Car Jean-Baptiste Leroux ne photographie pas les jardins : il les écoute. Il attend, souvent longtemps, que l’aube ou le crépuscule viennent révéler une texture, un reflet, une profondeur. Dans ses clichés, un bassin devient miroir d’éternité, une ombre s’élève en sculpture. À Versailles, le bassin du Dragon ou le bosquet de l’Encelade deviennent presque des rêves. Ailleurs, deux paons albinos en descente majestueuse évoquent les mariées d’un conte baroque. Il faut savoir regarder, se laisser surprendre. La nature, chez lui, a toujours le dernier mot.

Lauréat du prix Redouté du meilleur livre sur l’art des jardins et du Prix Eugène Carrière de l’Académie française en 2000 pour Jardins à la française, Jean-Baptiste Leroux est aussi l’auteur de nombreux ouvrages et le commissaire de plusieurs expositions prestigieuses, comme Jardins extraordinaires sur les grilles du Jardin du Luxembourg en 2017. Son talent est régulièrement sollicité par de grandes maisons, de Dior Parfums à Peugeot, d’Essilor à Mercedes-Benz France, pour des campagnes d’image ou des éditions de prestige.

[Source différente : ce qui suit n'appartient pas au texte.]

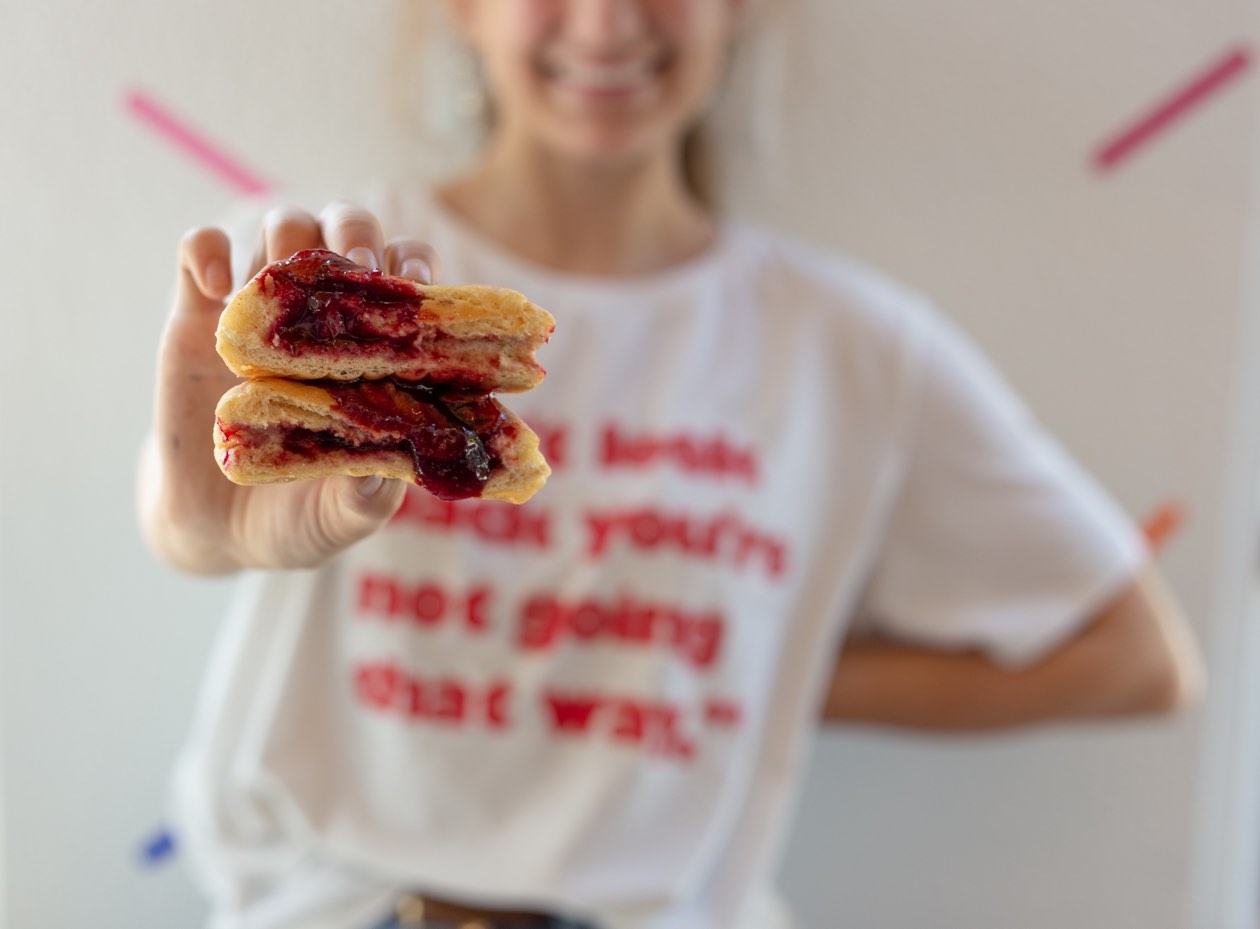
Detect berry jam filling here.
[260,248,436,354]
[306,379,513,500]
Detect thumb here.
[307,476,407,557]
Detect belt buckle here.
[394,894,494,929]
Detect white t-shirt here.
[176,192,1145,929]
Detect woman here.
[141,0,1198,929]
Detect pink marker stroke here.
[1094,48,1251,171]
[123,89,271,197]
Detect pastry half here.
[214,378,551,503]
[217,248,554,392]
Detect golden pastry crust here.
[214,378,551,503]
[215,266,556,392]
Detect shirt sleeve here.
[858,306,1149,667]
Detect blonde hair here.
[388,0,796,209]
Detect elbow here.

Son œuvre témoigne d’un dialogue silencieux mais constant avec Dame Nature. Elle révèle une manière unique de photographier le temps qui passe, les éléments qui changent, les pierres qui murmurent. En 2014, un hommage floral vient couronner ce parcours : le rosier Jean-Baptiste Leroux, délicatement parfumé et d’une grande vigueur. Comme ses images, il résiste au temps, et fleurit avec grâce.